Helping people with computers... one answer at a time.

Email attachments are always larger than the original file being attached. I'll look at why, how it works, and why it matters.

Why are email attachments in general much larger than the actual attachment sent? Is something added to them by the email client?

I wouldn't say that anything is "added" to the attachment other than perhaps some administrative data like its name - the attachment is still just the attachment.

However, something is done to the attachment that will most definitely make it larger.

And it all has to do with the fact that the technology behind email is, basically, older than dirt. (In internet terms, of course.)

First we need to explain how data is represented, and the difference between "text" and "binary" data.

Data that is text (and I'm restricting myself to "plain old ascii text" here) - the traditional letters, numbers and a specific set of symbols - are represented by numbers from 0 to 127. (I won't get into the actual 1's and 0's representation, but the reason it's 127, is because that is 2 to the 7th power - 128 - minus one.

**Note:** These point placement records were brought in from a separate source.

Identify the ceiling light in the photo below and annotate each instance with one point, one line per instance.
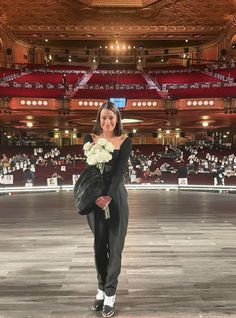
(29, 124)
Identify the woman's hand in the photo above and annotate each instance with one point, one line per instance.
(103, 201)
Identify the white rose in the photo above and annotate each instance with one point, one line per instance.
(107, 157)
(99, 157)
(92, 160)
(101, 142)
(109, 147)
(89, 152)
(97, 147)
(87, 146)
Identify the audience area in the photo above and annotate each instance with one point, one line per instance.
(147, 164)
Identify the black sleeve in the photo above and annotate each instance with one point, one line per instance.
(87, 138)
(124, 154)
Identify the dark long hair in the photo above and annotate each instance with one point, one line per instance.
(97, 129)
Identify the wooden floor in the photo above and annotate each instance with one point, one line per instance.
(179, 258)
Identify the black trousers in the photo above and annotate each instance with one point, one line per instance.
(109, 238)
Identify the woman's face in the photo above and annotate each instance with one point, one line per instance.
(108, 120)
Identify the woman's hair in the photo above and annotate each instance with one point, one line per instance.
(97, 129)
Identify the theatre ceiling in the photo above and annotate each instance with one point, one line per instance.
(142, 20)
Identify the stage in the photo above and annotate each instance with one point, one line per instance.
(179, 259)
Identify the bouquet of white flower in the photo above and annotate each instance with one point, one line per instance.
(97, 155)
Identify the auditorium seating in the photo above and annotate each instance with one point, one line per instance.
(33, 92)
(211, 92)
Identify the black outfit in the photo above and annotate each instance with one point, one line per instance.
(109, 235)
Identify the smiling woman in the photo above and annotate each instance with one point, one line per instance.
(109, 232)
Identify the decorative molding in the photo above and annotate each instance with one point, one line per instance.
(118, 3)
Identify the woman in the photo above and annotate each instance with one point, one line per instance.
(109, 234)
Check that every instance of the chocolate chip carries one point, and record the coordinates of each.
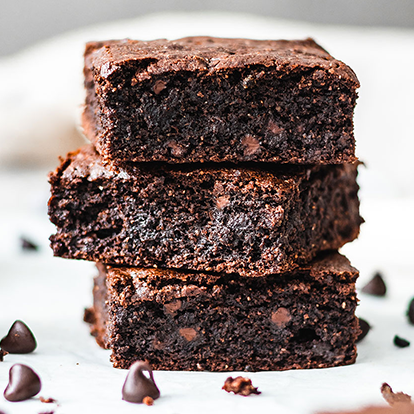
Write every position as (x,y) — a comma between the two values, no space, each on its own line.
(23,384)
(19,340)
(240,385)
(364,326)
(393,398)
(3,353)
(148,401)
(400,342)
(410,311)
(376,286)
(281,317)
(159,86)
(27,244)
(137,386)
(47,400)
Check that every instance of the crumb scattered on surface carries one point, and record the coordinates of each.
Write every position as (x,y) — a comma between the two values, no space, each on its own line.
(401,342)
(392,397)
(240,385)
(148,401)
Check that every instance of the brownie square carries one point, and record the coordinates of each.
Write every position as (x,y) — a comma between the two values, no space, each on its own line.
(194,321)
(246,220)
(202,99)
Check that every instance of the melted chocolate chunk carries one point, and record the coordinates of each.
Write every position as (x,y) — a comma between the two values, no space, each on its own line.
(240,385)
(394,398)
(410,312)
(23,384)
(376,286)
(137,386)
(28,245)
(400,342)
(19,340)
(365,327)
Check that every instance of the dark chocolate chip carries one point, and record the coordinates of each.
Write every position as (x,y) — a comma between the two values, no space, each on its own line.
(400,342)
(27,244)
(2,354)
(137,386)
(393,398)
(23,384)
(47,400)
(410,311)
(365,327)
(19,340)
(240,385)
(376,286)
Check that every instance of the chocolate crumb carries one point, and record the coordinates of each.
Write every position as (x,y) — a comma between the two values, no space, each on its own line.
(148,401)
(240,385)
(376,286)
(364,326)
(27,244)
(401,342)
(89,316)
(47,400)
(410,312)
(2,354)
(394,398)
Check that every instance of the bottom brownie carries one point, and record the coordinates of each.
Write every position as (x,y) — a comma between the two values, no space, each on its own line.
(194,321)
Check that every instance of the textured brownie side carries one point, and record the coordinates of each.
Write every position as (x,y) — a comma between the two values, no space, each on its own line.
(193,321)
(208,99)
(233,220)
(97,315)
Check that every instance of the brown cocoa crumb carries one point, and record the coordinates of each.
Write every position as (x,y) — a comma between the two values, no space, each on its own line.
(2,354)
(392,397)
(148,401)
(47,400)
(240,385)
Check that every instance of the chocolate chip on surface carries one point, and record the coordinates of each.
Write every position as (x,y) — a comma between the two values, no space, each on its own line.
(394,398)
(19,340)
(410,311)
(376,286)
(23,384)
(365,327)
(401,342)
(240,385)
(137,386)
(27,244)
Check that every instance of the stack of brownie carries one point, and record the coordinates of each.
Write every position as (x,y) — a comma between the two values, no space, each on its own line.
(219,186)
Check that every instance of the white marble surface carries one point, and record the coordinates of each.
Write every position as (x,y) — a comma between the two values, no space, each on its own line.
(50,295)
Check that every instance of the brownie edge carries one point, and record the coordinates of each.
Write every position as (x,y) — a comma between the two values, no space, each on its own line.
(233,219)
(193,321)
(205,99)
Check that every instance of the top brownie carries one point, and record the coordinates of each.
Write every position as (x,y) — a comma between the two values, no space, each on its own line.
(203,99)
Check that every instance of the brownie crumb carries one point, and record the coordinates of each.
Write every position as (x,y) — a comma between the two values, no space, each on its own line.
(401,342)
(410,312)
(89,315)
(240,385)
(47,400)
(394,397)
(148,401)
(2,355)
(364,326)
(27,244)
(376,286)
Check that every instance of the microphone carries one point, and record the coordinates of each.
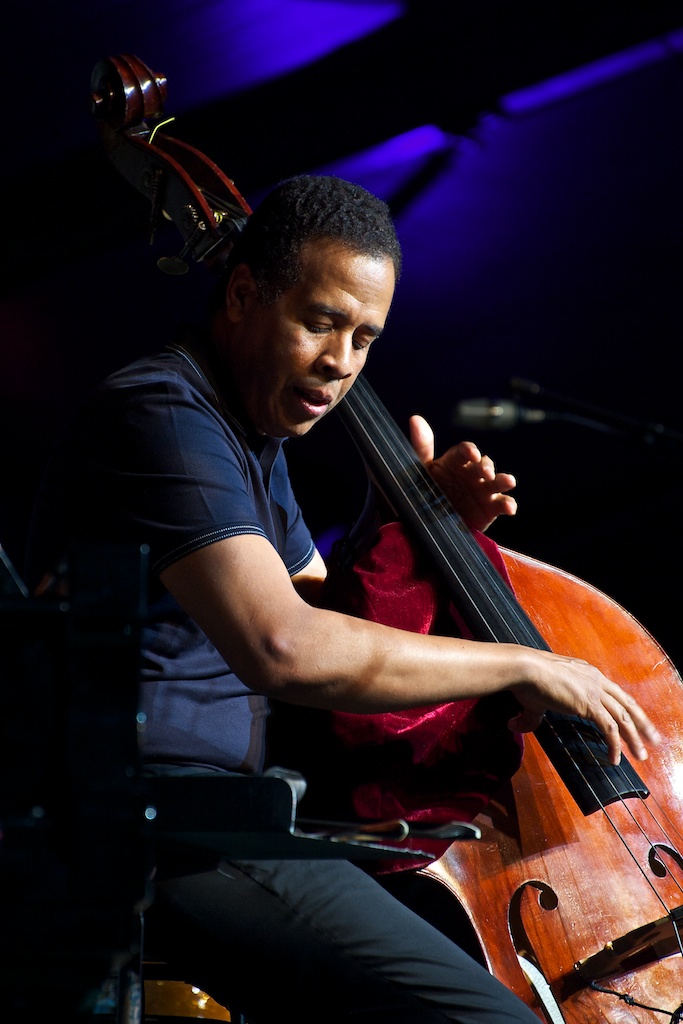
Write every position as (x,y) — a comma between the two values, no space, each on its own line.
(495,414)
(503,414)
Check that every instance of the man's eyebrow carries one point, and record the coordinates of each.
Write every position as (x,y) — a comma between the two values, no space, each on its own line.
(325,310)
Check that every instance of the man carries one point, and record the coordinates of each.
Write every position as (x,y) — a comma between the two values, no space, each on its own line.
(183,451)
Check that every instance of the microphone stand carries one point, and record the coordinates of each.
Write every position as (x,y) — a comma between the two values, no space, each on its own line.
(594,417)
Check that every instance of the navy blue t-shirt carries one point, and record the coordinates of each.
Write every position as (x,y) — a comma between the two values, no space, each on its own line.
(156,457)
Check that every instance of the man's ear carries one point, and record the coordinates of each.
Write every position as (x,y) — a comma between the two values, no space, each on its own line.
(240,293)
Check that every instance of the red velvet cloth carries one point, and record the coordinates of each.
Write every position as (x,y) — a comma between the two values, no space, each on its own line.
(427,765)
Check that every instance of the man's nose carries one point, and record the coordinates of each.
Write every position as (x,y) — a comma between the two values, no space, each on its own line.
(336,358)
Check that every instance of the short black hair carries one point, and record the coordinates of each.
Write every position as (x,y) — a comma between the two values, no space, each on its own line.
(305,208)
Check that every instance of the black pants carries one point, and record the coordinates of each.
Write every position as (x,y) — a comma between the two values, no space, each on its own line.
(317,942)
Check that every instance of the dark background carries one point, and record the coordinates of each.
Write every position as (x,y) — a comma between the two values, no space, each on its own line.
(532,155)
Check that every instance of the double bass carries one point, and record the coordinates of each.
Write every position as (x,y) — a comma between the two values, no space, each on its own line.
(574,890)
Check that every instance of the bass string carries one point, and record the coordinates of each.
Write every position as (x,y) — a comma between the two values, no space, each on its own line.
(619,798)
(491,608)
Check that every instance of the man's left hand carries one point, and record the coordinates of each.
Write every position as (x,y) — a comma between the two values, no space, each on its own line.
(467,477)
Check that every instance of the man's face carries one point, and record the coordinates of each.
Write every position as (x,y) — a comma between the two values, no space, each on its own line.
(295,358)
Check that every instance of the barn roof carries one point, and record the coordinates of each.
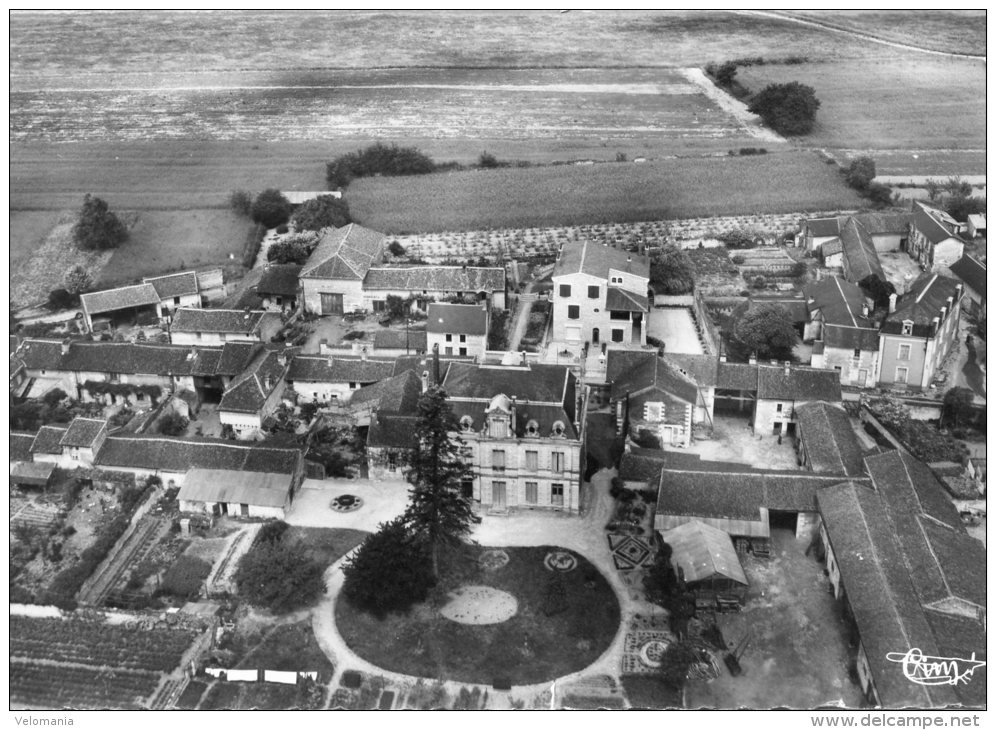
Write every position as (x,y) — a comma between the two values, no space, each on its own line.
(703,551)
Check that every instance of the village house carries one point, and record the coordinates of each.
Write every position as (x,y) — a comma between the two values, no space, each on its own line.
(973,275)
(844,337)
(255,393)
(600,298)
(934,241)
(218,326)
(344,274)
(649,393)
(918,333)
(458,329)
(134,372)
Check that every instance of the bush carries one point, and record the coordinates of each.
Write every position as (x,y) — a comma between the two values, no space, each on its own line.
(325,211)
(270,208)
(378,159)
(97,228)
(241,202)
(789,109)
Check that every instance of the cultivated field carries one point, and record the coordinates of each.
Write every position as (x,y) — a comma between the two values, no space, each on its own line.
(581,194)
(923,105)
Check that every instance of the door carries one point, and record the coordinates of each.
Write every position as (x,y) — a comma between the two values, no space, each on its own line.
(332,304)
(498,499)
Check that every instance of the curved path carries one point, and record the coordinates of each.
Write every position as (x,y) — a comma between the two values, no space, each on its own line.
(858,34)
(584,534)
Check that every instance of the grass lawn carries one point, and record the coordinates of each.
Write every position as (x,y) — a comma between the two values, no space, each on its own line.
(325,544)
(573,194)
(530,647)
(924,103)
(162,241)
(291,648)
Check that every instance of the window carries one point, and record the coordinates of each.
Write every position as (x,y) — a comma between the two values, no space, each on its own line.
(532,492)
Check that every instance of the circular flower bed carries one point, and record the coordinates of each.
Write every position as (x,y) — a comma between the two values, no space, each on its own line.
(492,560)
(560,561)
(651,653)
(346,503)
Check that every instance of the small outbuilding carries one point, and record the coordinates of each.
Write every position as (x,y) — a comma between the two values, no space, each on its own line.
(706,557)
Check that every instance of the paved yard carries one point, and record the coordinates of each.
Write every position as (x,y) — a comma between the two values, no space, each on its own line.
(733,441)
(798,656)
(675,327)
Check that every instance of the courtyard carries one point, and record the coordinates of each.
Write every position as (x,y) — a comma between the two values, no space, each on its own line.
(798,654)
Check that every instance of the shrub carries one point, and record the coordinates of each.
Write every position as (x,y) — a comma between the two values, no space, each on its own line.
(270,208)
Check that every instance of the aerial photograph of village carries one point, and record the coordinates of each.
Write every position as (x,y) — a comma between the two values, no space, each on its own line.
(498,360)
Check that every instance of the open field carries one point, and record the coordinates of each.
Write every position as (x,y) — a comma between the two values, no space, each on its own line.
(951,31)
(162,241)
(922,104)
(579,194)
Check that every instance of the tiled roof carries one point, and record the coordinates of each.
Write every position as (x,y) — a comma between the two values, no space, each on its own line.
(934,224)
(620,300)
(139,295)
(830,441)
(534,383)
(20,446)
(879,592)
(798,384)
(83,432)
(260,489)
(344,253)
(435,278)
(469,319)
(398,394)
(703,552)
(247,393)
(414,340)
(170,454)
(972,272)
(187,319)
(137,358)
(174,285)
(48,440)
(652,372)
(596,260)
(921,304)
(279,280)
(321,369)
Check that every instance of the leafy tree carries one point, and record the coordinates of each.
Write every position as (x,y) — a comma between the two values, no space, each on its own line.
(789,109)
(767,330)
(877,290)
(325,211)
(77,279)
(279,576)
(241,202)
(860,173)
(97,228)
(957,404)
(439,512)
(672,270)
(173,424)
(270,208)
(389,572)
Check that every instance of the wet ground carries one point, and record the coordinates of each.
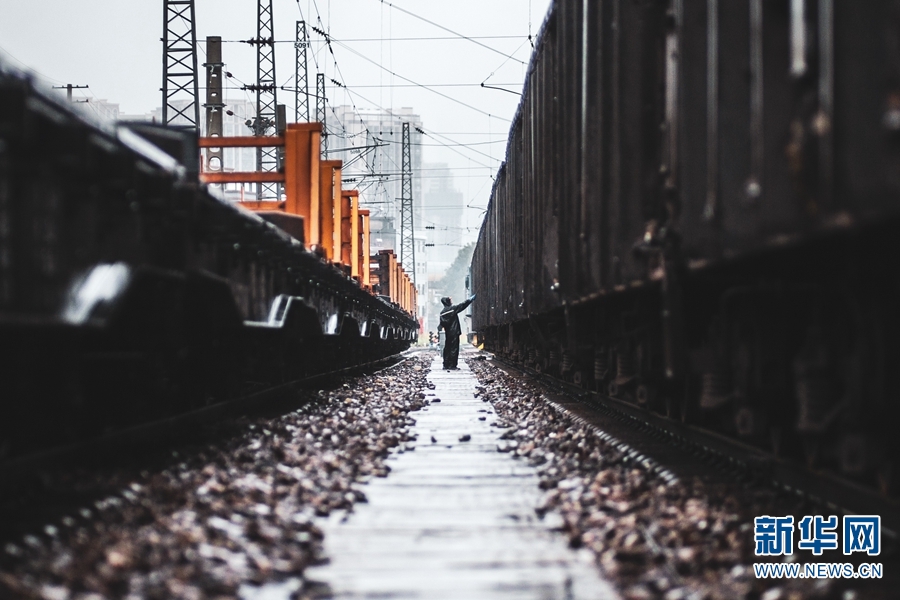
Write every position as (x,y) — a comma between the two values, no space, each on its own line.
(410,483)
(456,518)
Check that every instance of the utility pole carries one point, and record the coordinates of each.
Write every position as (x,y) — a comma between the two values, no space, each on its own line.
(301,104)
(215,103)
(407,231)
(180,84)
(69,87)
(266,122)
(320,109)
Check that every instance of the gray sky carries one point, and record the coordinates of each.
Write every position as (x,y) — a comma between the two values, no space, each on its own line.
(114,46)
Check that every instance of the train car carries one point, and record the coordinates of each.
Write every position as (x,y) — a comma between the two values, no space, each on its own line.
(697,214)
(129,292)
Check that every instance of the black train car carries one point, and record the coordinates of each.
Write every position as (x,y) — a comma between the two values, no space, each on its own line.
(129,293)
(698,213)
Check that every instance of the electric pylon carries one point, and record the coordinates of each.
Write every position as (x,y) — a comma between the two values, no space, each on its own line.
(266,88)
(301,112)
(407,231)
(180,88)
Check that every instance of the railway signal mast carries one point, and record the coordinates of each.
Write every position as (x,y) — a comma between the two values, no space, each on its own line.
(407,231)
(215,102)
(320,109)
(180,88)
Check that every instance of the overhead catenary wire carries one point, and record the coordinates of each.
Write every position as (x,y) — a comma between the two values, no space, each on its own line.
(448,30)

A lot of the magic numbers you'll see related to computers are related to powers of two.)

"A limit on the size of the emails is not same as the size of attachment you can send."

Binary data, on the other hand, is represented by numbers from 0-255. You might recall that a "byte" is also a number from 0-255, and that all the data stored in your computer is stored this way. We measure file sizes, memory sizes, disk sizes all in bytes - be it megabytes, gigabytes, or any of several other shorthand's for large quantities of bytes.

Text data, when stored on your computer, is still stored in bytes which could hold values greater than 127, but the characteristic of plain old text data is that all the actual values will be less than 128.

Why does this matter?

Email is primarily (or at least originally) a text-only media.

And yet, attachments, by definition, are binary. An attachment can be anything: text, a program, a video, a music file - these are all by definition binary data.

So the question becomes: how do you send data that can have values between 0 and 255 through a medium that itself can only handle values from 0 to 127?

Answer: you encode it. You come up with a way to represent the binary data as text.

If you've ever seen something like this:

iVBORw0KGgoAAAANSUhEUgAAAQQAAABOCAIAAABJ3v/jAAAACXBIWXMAABJ0AAASdAHeZh94
AAAKT2lDQ1BQaG90b3Nob3AgSUNDIHByb2ZpbGUAAHjanVNnVFPpFj333vRCS4iAlEtvUhUI
IFJCi4AUkSYqIQkQSoghodkVUcERRUUEG8igiAOOjoCMFVEsDIoK2AfkIaKOg6OIisr74Xuj
...

That's binary data, encoded as text. That particular example shows the first three of 390 lines that are a "base64" encoding of my logo from the top of this page - a binary file. "Base64" is one of several possible encoding mechanisms.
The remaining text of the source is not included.